The aim of this experiment was to use mechanical chopper coupling with CO2 laser ablation to reduce thermal effect on thermoelectric thin film fabrication. The average power at 10 W of sealed tube CO2 laser together with the mechanical chopper was used for the thermoelectric (TE) thin film fabrication on silicon substrate in vacuum system. The 1.02 ms of pulse duration with 600 Hz of repetition rate were generated by the optimized speed of chopper at 4500 rpm with 8 channels of circular apertures which were used for the reduction of thermal effect on the bismuth antimony telluride (Bi-Sb-Te) target. The experiment results illustrated the thickness and the thin films fabricated by using 10 seconds of exposure time with the chopper, illustrated the smaller grain size than without the chopper while the thickness increased as the exposure time increased at constant speed of chopper.
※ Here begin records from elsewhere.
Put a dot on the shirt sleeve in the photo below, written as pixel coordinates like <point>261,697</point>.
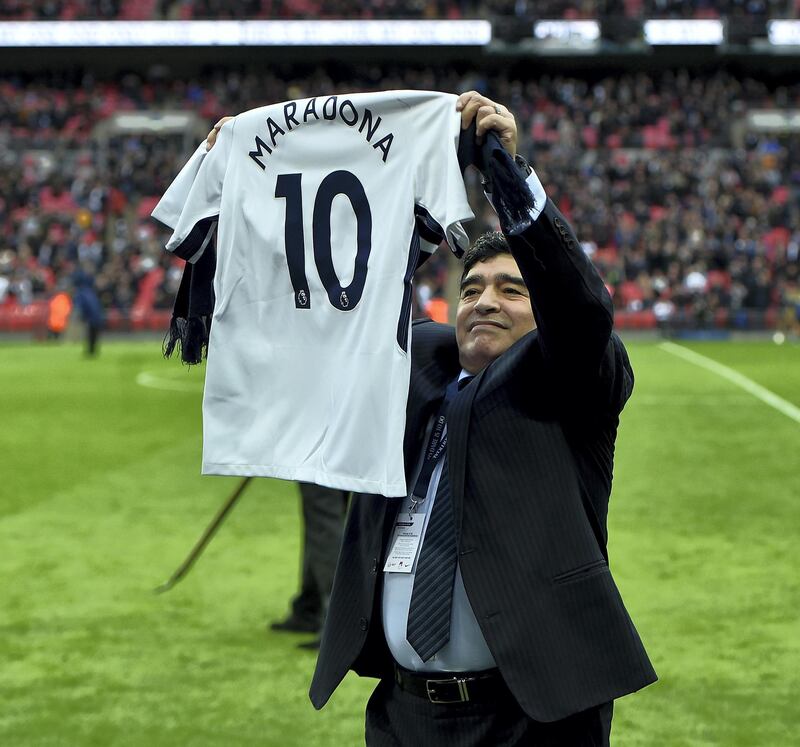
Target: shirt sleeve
<point>191,204</point>
<point>441,197</point>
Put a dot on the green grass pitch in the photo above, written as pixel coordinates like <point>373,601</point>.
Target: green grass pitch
<point>101,498</point>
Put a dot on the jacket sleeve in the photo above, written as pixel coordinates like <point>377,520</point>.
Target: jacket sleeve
<point>574,316</point>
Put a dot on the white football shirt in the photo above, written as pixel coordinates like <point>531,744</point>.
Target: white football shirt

The output efficiency referred to the ratio of the thickness per target lost in unit time which increased from 19.6 to 181.8 μm/g per hour, due to the increase of the exposure time with the chopper while without the chopper resulted in 55.0 μm/g per hour caused by the higher temperature raise on the thermoelectric target which affected to the as-deposited thin films and the re-evaporation occurred. In this experiment, the chopper speed was measured by the digital tachometer, the target loss was analyzed by the digital analytical balance and the morphology of the 600 tilted surface of thin film was characterized by scanning electron microscope (SEM).